In $\mathbb{R}^n$ we have the statement that a convex function $f:\mathbb{R}^n\rightarrow \mathbb{R}$ is differentiable if and only if $\partial f(x) = \{\nabla f(x)\}$. I.e. if and only if the gradient is the unique subgradient.
Do we have a similar statement for functions spaces $\mathcal{F}$? I.e., that if a convex function $f:\mathcal{F}\rightarrow \mathbb{R}$ is Frechet differentiable that this is equivalent to the subdifferential having a unique element, the Frechet derivative?
"Almost" yes if $f$ is continuous. Let $X$ be a Banach space and $f \colon X \to \overline{\mathbb R}$ be a convex proper function.

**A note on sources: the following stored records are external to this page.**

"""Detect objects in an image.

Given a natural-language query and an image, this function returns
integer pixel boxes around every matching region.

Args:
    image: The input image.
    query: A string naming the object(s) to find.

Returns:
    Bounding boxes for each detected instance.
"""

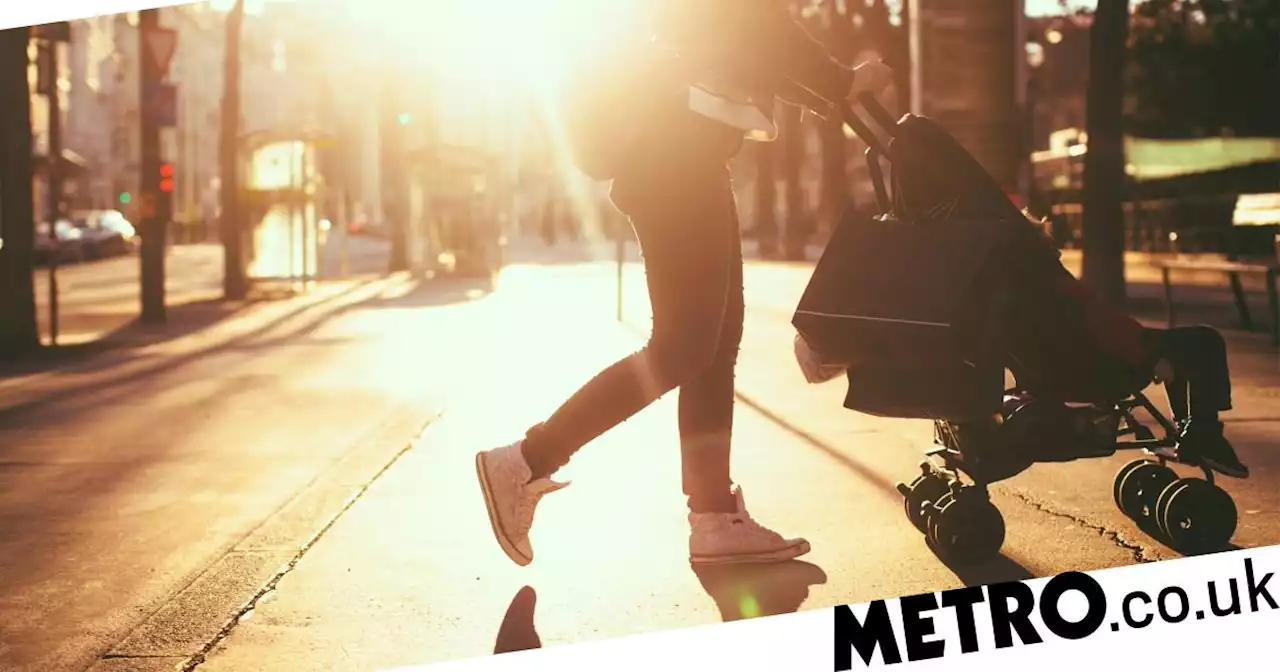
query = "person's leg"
[476,163,747,564]
[678,188,809,564]
[677,182,745,513]
[1158,326,1249,479]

If $f$ is Gateaux differentiable at $x_0 \in dom(f)$ then $\partial f (x_0)=\{f'(x_0)\}$. If $f$ is continuous at $x_0$ and $\partial f (x_0)$ is a singleton then $f$ is Gateaux differentiable at $x_0$ and $\partial f (x_0)=\{f'(x_0)\}$.
If $f$ is Fréchet differentiable at $x_0 \in dom(f)$ then $\partial f (x_0)=\{f'(x_0)\}$. If $f$ is continuous at $x_0$, $\partial f (x_0)=\{x_0^*\}$ is a singleton and $\partial f$ is continuous at $x_0$ in the sense that, whenever $x_n \to x_0$ and $x_n^* \in \partial f(x_n)$ then $x_n^* \to x_0^*$, then $f$ is Fréchet differentiable at $x_0$ and $\partial f (x_0)=\{f'(x_0)\}$.
You can find the proofs here.
Edit: As gerw mentioned in the comments below, when $f \colon X \to \overline{\mathbb R}$ is proper, convex and lower semicontinuous then $f$ is continuous at every point of its interior domain. In fact, $x_0 \in \operatorname{int} \operatorname{dom} (f)$ if and only if $f$ is continuous at $x_0$, see Proposition 5.1.21 in Applied nonlinear functional analysis: An introduction. Hence for real-valued convex functions, semi continuity is equivalent to continuity.